Now, obviously the winning move here is to avoid the tantrum all together. Luckily there are a few methods you might try to do this. Remember, when it comes to behavioural training like this it is important to exercise repetition. If you only act a certain way sometimes you’re just confusing the kiddies more.

Reward positives

Giving in to your kids when they’re in the middle of a tantrum says one thing: “Tantrums get me what I want.” Instead of perpetuating this idea with them, keep an eye out for their good behaviour and reward that. This is particularly true when that behaviour is related to their tantrum triggers, like sharing toys or eating their dinner.

Consider your responses

How often do you say no to your child’s reasonable requests? Take a few days and consider how often you say no to things as a knee-jerk response, and then evaluate whether this larger portion of negative responses has an impact on your child’s behaviour.

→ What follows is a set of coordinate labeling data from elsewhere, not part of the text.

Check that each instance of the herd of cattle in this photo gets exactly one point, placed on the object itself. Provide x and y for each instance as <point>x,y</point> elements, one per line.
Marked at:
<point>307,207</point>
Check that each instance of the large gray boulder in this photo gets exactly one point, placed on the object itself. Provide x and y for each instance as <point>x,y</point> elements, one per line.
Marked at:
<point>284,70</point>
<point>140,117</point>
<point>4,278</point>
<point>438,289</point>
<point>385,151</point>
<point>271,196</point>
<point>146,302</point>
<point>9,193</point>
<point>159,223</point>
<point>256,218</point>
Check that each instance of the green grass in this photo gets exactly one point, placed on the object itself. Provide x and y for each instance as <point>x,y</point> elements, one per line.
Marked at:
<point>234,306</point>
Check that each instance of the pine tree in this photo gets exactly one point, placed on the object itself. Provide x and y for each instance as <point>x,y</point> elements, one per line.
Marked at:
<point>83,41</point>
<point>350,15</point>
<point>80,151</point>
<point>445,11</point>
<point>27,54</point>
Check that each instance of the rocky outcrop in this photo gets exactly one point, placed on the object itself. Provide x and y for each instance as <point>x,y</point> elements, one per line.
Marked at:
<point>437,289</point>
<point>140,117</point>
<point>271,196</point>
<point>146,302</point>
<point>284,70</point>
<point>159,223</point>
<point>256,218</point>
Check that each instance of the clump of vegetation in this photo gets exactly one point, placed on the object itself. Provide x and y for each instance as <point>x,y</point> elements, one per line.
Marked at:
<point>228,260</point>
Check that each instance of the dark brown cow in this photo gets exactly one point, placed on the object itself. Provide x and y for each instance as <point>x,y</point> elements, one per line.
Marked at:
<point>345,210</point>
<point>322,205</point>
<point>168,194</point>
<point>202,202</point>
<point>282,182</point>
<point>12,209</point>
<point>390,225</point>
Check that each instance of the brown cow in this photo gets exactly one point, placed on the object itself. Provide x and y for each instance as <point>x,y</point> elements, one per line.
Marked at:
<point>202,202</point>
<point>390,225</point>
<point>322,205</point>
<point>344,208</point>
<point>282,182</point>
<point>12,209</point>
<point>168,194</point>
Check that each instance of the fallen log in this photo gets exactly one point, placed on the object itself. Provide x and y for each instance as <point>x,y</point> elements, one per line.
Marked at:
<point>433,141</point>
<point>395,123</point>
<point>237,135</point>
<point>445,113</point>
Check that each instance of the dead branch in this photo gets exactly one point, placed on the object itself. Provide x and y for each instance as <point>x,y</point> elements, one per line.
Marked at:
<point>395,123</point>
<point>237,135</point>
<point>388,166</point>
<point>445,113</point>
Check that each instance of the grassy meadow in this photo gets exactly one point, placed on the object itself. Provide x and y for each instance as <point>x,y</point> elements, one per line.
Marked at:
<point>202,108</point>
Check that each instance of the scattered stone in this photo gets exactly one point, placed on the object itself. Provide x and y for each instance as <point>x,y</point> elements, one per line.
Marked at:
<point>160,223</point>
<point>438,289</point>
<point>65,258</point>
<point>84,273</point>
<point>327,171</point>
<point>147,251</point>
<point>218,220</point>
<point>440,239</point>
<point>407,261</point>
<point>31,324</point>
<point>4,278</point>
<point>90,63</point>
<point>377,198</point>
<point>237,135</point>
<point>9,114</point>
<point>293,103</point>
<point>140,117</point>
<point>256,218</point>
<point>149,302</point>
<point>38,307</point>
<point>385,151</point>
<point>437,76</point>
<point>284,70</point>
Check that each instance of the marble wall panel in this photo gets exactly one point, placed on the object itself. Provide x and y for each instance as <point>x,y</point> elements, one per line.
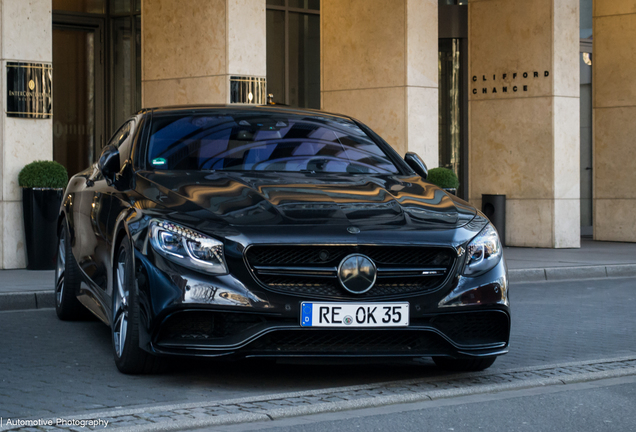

Remember that fighting over minor things is often a waste of energy on both sides.

Change the environment

Removing your child from the source of the temper tantrum is a good way to distract them and, therefore, calm them. Sometimes, kids get so overwhelmed and so caught up in their anger that they’re not really angry about anything in particular, just about their powerlessness. And with that in mind…

Give them a little control

Kids are little, and they know it. You would get annoyed too if you didn’t have any power, so why not give them a little? Give kids some control before the tantrum comes along. So if they hate shopping, have them help you choose their favourite snacks, pick their fruit or cereal and so on.